Indeed, some real learning could go on next summer. At that time, LATC plans--”if we can get the travel money together,” said artistic director Bushnell--to send its Latino Theatre Lab, its production of Milcha Sanchez-Scott’s “Stone Wedding,” and Shabaka, director of LATC’s Black Theatre Artists Workshop, to Moscow’s Yermolova Theatre as part of an exchange program. In return, according to Bushnell and Galin, the Yermolova will send one of its experimental workshop productions and members of the playwright lab that Galin runs.

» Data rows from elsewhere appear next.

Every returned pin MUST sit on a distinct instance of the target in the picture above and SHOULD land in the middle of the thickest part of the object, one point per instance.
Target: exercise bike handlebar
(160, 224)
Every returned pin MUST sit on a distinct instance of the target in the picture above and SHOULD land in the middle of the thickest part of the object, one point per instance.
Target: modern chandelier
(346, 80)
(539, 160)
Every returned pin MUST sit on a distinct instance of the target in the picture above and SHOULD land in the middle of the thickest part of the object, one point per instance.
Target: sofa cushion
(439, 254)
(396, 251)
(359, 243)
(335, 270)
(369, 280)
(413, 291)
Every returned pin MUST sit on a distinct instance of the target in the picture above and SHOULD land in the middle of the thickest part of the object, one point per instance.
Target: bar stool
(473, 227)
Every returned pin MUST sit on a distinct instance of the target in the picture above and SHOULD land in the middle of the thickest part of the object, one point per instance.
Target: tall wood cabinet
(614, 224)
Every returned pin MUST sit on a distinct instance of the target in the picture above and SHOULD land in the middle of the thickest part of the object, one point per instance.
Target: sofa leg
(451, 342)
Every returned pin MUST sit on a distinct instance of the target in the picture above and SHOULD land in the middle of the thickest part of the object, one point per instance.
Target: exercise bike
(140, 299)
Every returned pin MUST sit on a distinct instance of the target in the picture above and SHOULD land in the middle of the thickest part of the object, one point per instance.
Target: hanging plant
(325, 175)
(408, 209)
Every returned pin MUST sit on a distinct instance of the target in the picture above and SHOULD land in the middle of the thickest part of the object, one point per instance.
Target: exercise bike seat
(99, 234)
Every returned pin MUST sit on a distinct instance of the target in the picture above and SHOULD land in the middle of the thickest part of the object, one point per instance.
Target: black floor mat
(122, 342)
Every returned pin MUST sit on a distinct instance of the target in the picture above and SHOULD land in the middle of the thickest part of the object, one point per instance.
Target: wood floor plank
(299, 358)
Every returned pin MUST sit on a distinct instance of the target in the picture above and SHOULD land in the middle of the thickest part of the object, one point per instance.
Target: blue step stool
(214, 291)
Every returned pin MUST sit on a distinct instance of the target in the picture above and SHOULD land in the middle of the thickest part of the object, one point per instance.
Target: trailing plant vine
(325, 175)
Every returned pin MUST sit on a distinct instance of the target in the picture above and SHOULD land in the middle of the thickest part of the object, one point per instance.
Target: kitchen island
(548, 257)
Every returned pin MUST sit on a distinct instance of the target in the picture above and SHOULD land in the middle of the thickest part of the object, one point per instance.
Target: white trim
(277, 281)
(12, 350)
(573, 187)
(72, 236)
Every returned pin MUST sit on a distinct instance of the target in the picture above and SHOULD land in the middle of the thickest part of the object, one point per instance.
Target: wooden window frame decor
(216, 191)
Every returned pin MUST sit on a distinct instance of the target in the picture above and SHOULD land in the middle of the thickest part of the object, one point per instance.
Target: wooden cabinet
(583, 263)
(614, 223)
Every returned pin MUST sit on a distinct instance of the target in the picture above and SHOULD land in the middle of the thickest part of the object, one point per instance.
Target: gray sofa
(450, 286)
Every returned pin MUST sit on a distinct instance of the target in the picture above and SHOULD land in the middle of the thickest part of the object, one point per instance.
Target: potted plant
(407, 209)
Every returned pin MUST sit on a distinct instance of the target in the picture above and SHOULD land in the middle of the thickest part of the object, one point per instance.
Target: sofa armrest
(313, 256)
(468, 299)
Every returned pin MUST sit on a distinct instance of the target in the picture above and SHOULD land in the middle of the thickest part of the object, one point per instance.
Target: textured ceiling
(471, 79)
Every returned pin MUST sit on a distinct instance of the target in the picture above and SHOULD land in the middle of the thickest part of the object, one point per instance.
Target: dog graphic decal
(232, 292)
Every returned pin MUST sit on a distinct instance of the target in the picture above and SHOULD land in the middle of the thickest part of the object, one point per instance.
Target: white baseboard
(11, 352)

Galin said it will be “nearly impossible” for Soviets to return to pre- glasnost times, but added that “it’s better for (Soviet artists) now than in many bourgeois countries.” He cited greater intellectual openness, the existence of more than 500 government-funded (but not controlled) acting companies, and a writers’ union. “But success,” he hastened to add, “depends upon yourself.”

In that light, even though he considers himself a man of the theater, Galin is fond of calling himself a homebody. “When a playwright closes the door to his study--if he has one--and writes, he is alone. There are no directors. No actors. No producers.”

Has glasnost , then, changed him at all?

“Look! I’m here in California ,” he said, almost mystically. “We couldn’t have done this before. It’s opening my vision. Maybe it’ll make me smarter!”